真意はわからないのですが、この文章を読んでペリーは

「シーボルト、ちょっとうぜーな」から「シーボルト、ただのスパイやんけ!」

と、なってしまったのでした。

さらにシーボルトは同書のなかで

シーボルト
私はオランダ国王にも日本に開国を促す親書を発行させたり、けっこういろいろ頑張ってたんだよ

などと、努力自慢までし始め、ペリーは彼が完全に嫌いになってしまいました。

シーボルト…それだけ日本が好きだったってことだよね?

 

きょうのまとめ

シーボルトとペリーのあいだには、それぞれ「日本大好き」「なんとしてでも開国を取り付ける」という、強い想いがありました。

それぞれの想いがぶつかった結果、ふたりのあいだには確執が生まれてしまったわけですね…。

ほとんどシーボルトが悪い気もしますが。

最後に今回のまとめです。

① シーボルトの残した日本の記録は海外に出回っているものでは一番精度が高く、ペリーも来航の参考にした。

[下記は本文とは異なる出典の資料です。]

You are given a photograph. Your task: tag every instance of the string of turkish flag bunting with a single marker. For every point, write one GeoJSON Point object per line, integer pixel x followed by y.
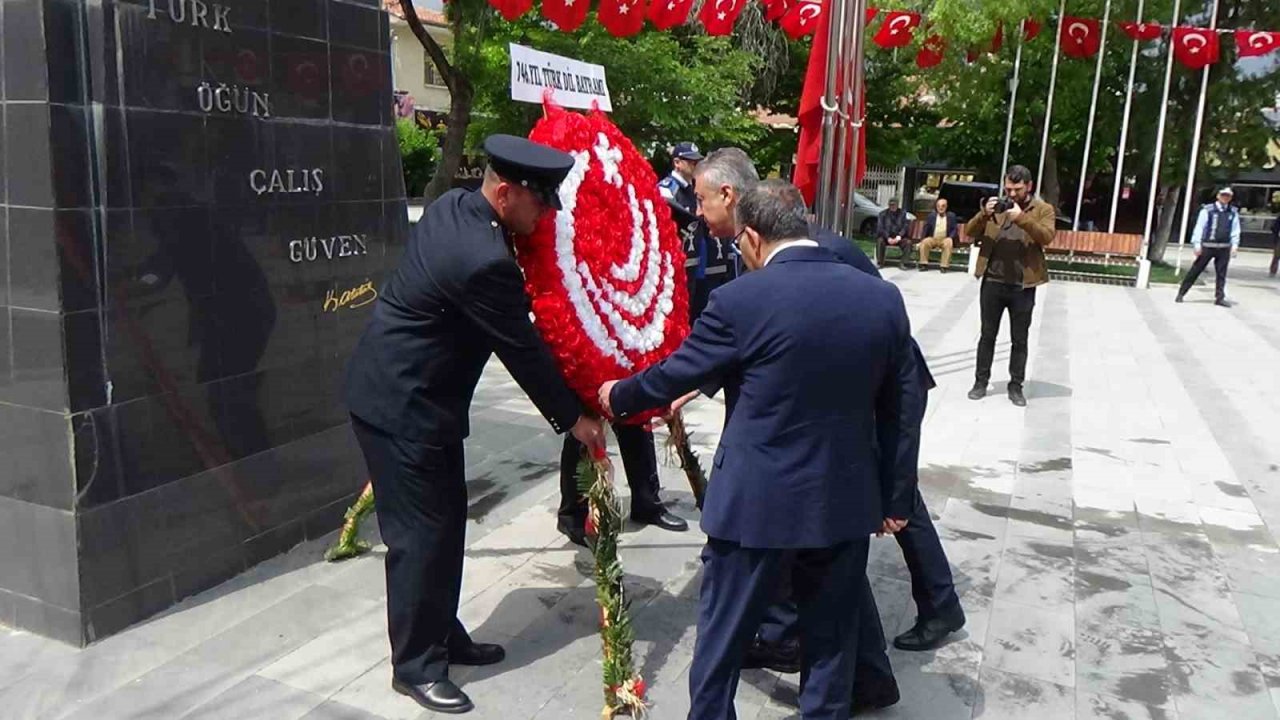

② どうしても日本に行きたかったシーボルトは黒船に乗ろうとしたが、「一度国外追放されてるようなヤツは乗せられない」とペリーに断られた。

③ 日米和親条約の締結後、シーボルトは「日本の開国はアメリカじゃなくてロシアのおかげ」と言ってペリーを怒らせた。

というか国王に親書の発行を促したり、ロシアにも根回ししていたり、日本のこととなるとシーボルトの本気ぶりがすごい…。

ある意味、史上でも稀に見る親日家じゃないでしょうか。